Narrow doorways refused entry. Washrooms became off-limits. The message was painfully clear: his city wasn't built for people like him.
For millions living with disabilities, this isn't an occasional inconvenience. It's a daily reality that dictates where they can work, learn, shop, and even socialize.
But Prateek refused to accept exclusion as permanent. In 2020, he founded RampMyCity with a straightforward goal: redesign public spaces so everyone can use them with dignity.
What started as one man's response to personal frustration has grown into a nationwide movement. RampMyCity has now transformed over 600 public spaces across India, installing ramps, conducting accessibility audits, and pushing for inclusive design from the ground up.
The journey demanded persistence. Prateek faced constant questioning about why ramps were necessary, fought through funding struggles, and navigated endless approval delays. Each accessible space represented not just construction work, but a shift in how people think about urban design.

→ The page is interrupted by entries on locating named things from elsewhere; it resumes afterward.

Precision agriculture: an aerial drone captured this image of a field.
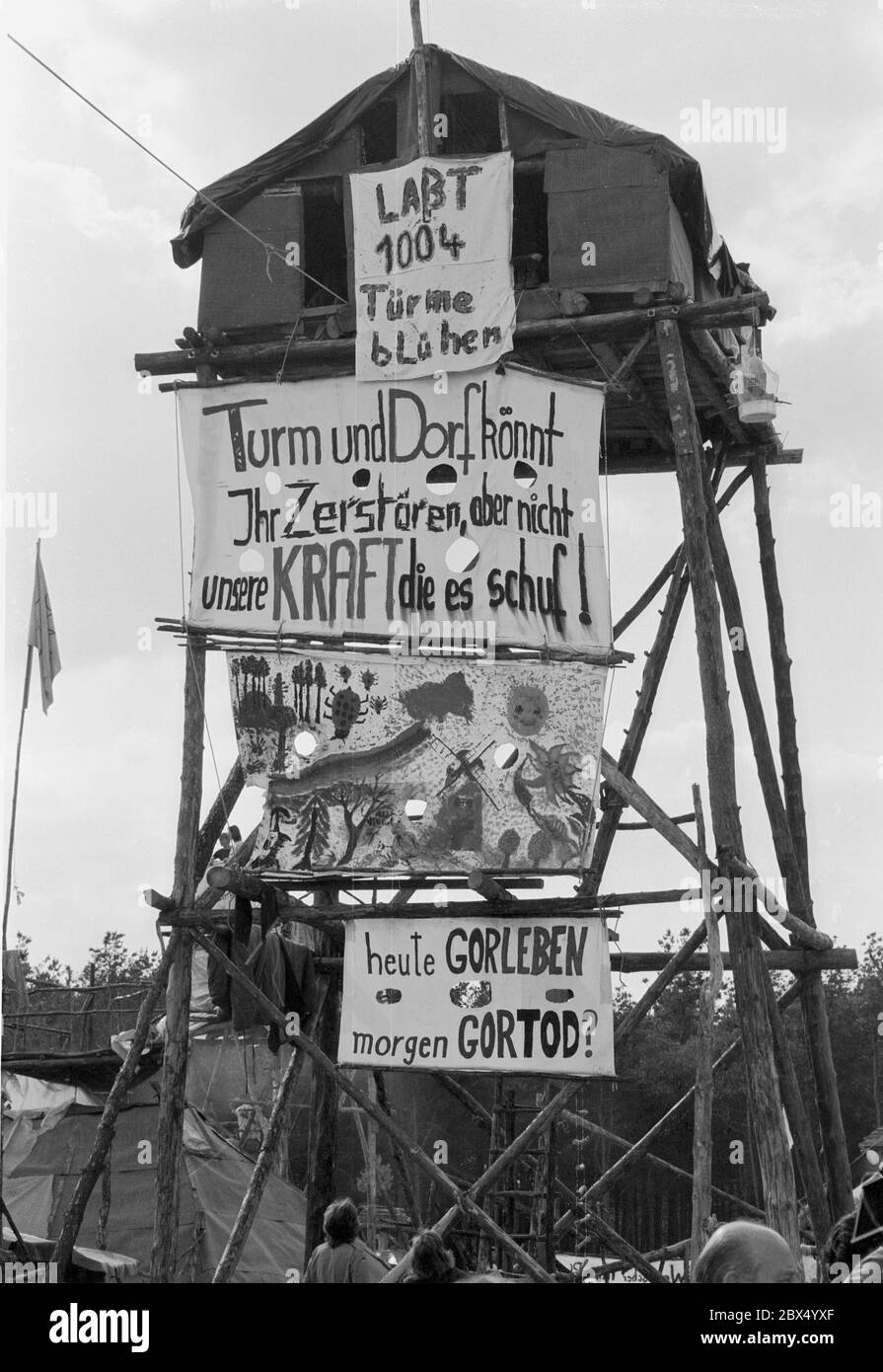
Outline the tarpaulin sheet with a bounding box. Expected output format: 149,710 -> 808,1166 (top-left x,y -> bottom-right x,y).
172,45 -> 738,295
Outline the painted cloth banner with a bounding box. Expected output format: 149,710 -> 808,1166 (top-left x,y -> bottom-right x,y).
228,653 -> 608,873
349,152 -> 516,381
179,365 -> 610,648
338,905 -> 613,1077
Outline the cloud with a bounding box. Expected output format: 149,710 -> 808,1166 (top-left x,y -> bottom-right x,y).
734,129 -> 883,344
13,158 -> 169,251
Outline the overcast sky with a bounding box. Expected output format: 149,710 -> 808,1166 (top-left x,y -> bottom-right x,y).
4,0 -> 883,987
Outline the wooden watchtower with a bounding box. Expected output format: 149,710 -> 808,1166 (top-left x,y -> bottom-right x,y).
56,4 -> 851,1281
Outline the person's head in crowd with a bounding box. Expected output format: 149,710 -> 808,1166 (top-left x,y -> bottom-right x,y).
411,1229 -> 454,1281
323,1196 -> 359,1245
691,1220 -> 803,1285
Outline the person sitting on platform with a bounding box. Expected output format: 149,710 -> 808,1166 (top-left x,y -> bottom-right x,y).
690,1220 -> 803,1285
303,1196 -> 387,1285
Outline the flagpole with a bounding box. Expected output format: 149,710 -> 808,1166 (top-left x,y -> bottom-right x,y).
3,644 -> 35,953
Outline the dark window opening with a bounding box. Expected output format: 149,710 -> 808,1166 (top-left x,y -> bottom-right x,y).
300,181 -> 349,310
362,100 -> 399,163
511,168 -> 549,291
439,91 -> 502,156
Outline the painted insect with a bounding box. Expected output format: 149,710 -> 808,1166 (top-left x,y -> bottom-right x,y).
325,686 -> 367,738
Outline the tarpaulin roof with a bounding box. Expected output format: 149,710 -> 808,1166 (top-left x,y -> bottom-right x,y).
3,1224 -> 138,1281
3,1105 -> 306,1284
172,45 -> 738,293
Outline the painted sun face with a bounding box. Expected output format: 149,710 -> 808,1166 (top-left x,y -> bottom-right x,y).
506,686 -> 549,738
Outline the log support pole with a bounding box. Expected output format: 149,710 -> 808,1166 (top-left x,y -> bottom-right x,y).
657,320 -> 799,1260
305,887 -> 341,1262
151,638 -> 205,1285
752,453 -> 852,1218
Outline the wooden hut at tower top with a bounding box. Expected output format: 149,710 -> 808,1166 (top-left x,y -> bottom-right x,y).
167,45 -> 783,474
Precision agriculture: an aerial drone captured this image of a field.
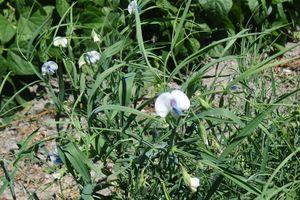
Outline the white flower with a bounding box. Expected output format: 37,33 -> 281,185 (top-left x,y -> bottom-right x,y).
155,90 -> 191,117
53,37 -> 68,48
189,177 -> 200,192
42,61 -> 58,75
92,29 -> 101,42
85,51 -> 100,65
127,0 -> 139,14
181,165 -> 200,192
78,51 -> 101,67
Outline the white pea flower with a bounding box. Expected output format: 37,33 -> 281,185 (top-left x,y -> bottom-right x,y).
154,90 -> 191,117
127,0 -> 140,14
53,37 -> 68,48
78,51 -> 101,67
181,166 -> 200,192
189,177 -> 200,192
85,51 -> 100,65
92,29 -> 101,42
42,60 -> 58,75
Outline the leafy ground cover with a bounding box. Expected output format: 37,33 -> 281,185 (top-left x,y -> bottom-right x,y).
0,0 -> 300,199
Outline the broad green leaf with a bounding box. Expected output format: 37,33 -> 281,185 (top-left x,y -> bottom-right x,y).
248,0 -> 267,23
63,143 -> 91,183
18,6 -> 54,41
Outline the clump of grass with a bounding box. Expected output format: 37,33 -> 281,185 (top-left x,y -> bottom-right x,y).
2,1 -> 300,199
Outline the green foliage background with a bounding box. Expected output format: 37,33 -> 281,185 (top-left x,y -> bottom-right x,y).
0,0 -> 300,199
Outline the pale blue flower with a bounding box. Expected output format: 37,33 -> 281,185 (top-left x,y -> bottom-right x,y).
53,36 -> 68,48
47,153 -> 63,165
154,90 -> 191,117
127,0 -> 141,14
42,60 -> 58,75
85,51 -> 100,65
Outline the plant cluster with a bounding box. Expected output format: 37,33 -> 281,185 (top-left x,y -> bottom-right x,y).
0,0 -> 300,199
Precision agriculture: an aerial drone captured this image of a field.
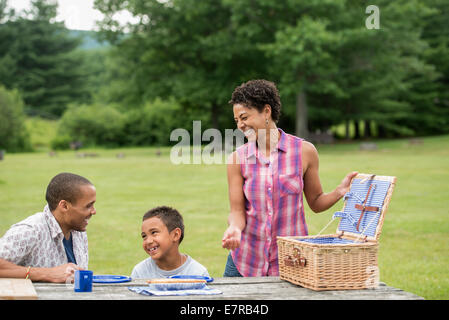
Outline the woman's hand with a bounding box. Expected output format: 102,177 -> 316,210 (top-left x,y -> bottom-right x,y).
335,171 -> 358,198
221,226 -> 242,250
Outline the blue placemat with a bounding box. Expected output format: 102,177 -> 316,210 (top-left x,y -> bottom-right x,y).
169,274 -> 214,282
93,275 -> 131,283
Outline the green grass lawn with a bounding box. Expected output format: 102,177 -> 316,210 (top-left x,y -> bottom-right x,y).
0,136 -> 449,299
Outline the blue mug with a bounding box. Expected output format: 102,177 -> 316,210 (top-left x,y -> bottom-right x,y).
74,270 -> 94,292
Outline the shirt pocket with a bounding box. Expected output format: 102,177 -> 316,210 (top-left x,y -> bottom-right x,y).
279,174 -> 301,197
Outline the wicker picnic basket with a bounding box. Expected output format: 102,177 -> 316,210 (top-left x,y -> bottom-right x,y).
277,174 -> 396,291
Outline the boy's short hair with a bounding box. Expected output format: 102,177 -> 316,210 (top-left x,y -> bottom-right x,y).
229,79 -> 281,123
45,172 -> 92,211
142,206 -> 184,243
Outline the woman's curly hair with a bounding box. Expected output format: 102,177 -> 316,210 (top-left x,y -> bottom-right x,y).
229,79 -> 281,123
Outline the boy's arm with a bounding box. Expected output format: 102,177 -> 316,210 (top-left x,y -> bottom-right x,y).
222,152 -> 246,250
302,141 -> 357,213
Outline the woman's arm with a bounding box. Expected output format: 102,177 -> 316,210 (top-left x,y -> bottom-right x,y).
302,141 -> 357,213
222,152 -> 246,250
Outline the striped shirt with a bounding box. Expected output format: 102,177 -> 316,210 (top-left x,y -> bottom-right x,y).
0,205 -> 89,269
231,129 -> 308,277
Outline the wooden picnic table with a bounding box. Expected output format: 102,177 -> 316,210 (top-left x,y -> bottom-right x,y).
33,277 -> 423,300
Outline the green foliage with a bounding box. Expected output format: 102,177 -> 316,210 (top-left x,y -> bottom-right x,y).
52,99 -> 198,149
123,99 -> 187,146
0,0 -> 88,117
0,86 -> 31,152
56,105 -> 125,148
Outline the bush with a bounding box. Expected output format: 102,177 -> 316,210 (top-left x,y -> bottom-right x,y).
0,86 -> 32,152
52,105 -> 125,149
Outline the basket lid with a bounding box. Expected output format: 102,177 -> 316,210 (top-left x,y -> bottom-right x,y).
333,173 -> 396,241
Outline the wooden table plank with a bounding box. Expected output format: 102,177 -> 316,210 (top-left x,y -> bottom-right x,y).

His approach centers on lived experience rather than abstract policy. RampMyCity's team understands that accessibility isn't just about following building codes, it's about respecting human dignity in every design decision.
The impact reaches far beyond wheelchair users. Senior citizens navigating stairs, parents pushing strollers, people recovering from temporary injuries, delivery workers with heavy carts—they all benefit when cities remove physical barriers.
In 2024, the President of India recognized Prateek's work with a National Award, honoring him as a role model. But for Prateek, the real achievement isn't the award itself.
The Ripple Effect
RampMyCity is proving that inclusive design creates cascading benefits throughout communities. When a restaurant becomes accessible, it doesn't just serve more customers—it sends a message that everyone belongs there. When schools install ramps, children with disabilities gain equal access to education, changing the trajectory of entire families.
The movement has sparked conversations in city planning offices, architectural firms, and construction sites across India. Other organizations now seek Prateek's guidance, multiplying the impact far beyond those 600 spaces.
Prateek envisions an India where accessibility isn't an afterthought added during renovations. He's working toward cities designed from the start to welcome everyone, where people with disabilities don't spend mental energy plotting routes around barriers.
His journey demonstrates a powerful truth: the people who experience exclusion most deeply often see the clearest path toward solutions.